Consequently, the remitter should each time analyse the nature of a specific type of performance, and not only on the basis of Polish law and DTT, but also taking into account the most up-to-date practice of tax authorities and case law.
Examples of the application of DTT and withholding tax provisions
Remuneration paid to a counterparty for its software development services is normally treated by the Polish tax authorities as payments outside the scope of WHT or business profits under the respective DTT. However, the situation becomes significantly complicated if the agreement between the parties includes a transfer or granting of the right to use the author’s economic rights to the software. In that case, there is a risk of the payment being qualified as royalties, which would change its tax treatment.
The situation is similar for computer software licences, which are generally subject to WHT as royalties. An exception to this, however, are licences granted to the end user, which are not treated as royalties.
Tax withholding is not all: IFT-1/IFT-1R
WHT remitters are not only obliged to deduct the tax, but they also have notification obligations. Regardless of whether you withhold WHT or have exercised the option to not withhold it, you are still obliged, as a remitter, to prepare a IFT-1/IFT-1R notification (these are two separate notifications, on one form).

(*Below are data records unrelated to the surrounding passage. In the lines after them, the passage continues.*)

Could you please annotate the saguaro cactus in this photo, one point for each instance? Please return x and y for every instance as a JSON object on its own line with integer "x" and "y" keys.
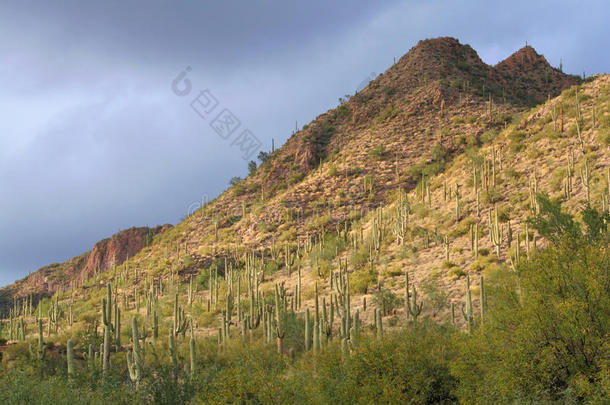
{"x": 495, "y": 231}
{"x": 70, "y": 357}
{"x": 180, "y": 321}
{"x": 468, "y": 312}
{"x": 134, "y": 362}
{"x": 585, "y": 177}
{"x": 108, "y": 328}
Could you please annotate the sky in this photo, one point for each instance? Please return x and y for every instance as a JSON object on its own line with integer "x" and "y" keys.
{"x": 99, "y": 132}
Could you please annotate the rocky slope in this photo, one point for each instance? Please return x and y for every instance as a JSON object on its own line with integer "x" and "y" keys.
{"x": 104, "y": 255}
{"x": 440, "y": 114}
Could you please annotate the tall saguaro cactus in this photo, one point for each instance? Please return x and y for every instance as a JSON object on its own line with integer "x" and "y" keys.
{"x": 108, "y": 328}
{"x": 468, "y": 312}
{"x": 70, "y": 357}
{"x": 134, "y": 362}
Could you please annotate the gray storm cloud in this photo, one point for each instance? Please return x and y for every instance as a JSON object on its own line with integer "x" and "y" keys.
{"x": 93, "y": 140}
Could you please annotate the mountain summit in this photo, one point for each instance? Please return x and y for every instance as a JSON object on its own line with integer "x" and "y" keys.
{"x": 416, "y": 117}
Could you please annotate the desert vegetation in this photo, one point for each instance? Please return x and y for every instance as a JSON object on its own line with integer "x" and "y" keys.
{"x": 434, "y": 239}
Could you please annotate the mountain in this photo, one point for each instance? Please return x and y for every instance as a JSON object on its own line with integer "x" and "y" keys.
{"x": 105, "y": 254}
{"x": 415, "y": 131}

The IFT-1R notification is submitted by the end of February of the year following the tax year, to the head of the tax office competent for taxation of foreign persons, while the IFT-1 is prepared at the request of the counterparty and sent within 14 days to both the counterparty and the head of the tax office.
Depending on whether the tax withheld was PIT or CIT (according to the counterparty’s status), a PIT-8AR or CIT-10Z return, as the case may be, is required to be filed by the end of January of the year following the year in which the tax was withheld. The PIT-8AR return is filed with the Tax Office competent for the remitter, while the CIT-10Z is filed with the Tax Office competent for taxation of foreign persons.
Ambiguous tax regulations combined with the frequently contradictory and changing positions of tax authorities, make the correct determination of WHT-related obligations often a real challenge for Polish businesses.
Therefore, the verification of these obligations should always be preceded by a detailed review of the provisions of the particular commercial contract and an examination of its subject matter. It is also worth ensuring that appropriate WHT clauses are included in contracts, which will warn the counterparties of Polish companies that WHT may be deducted and that their remuneration will be paid after such deduction. This will certainly avoid misunderstandings when dealing with business partners in the event of a tax settlement in Poland.
From the WHT perspective, it is also important to determine the tax residency of the counterparty and obtain a residency certificate from the counterparty.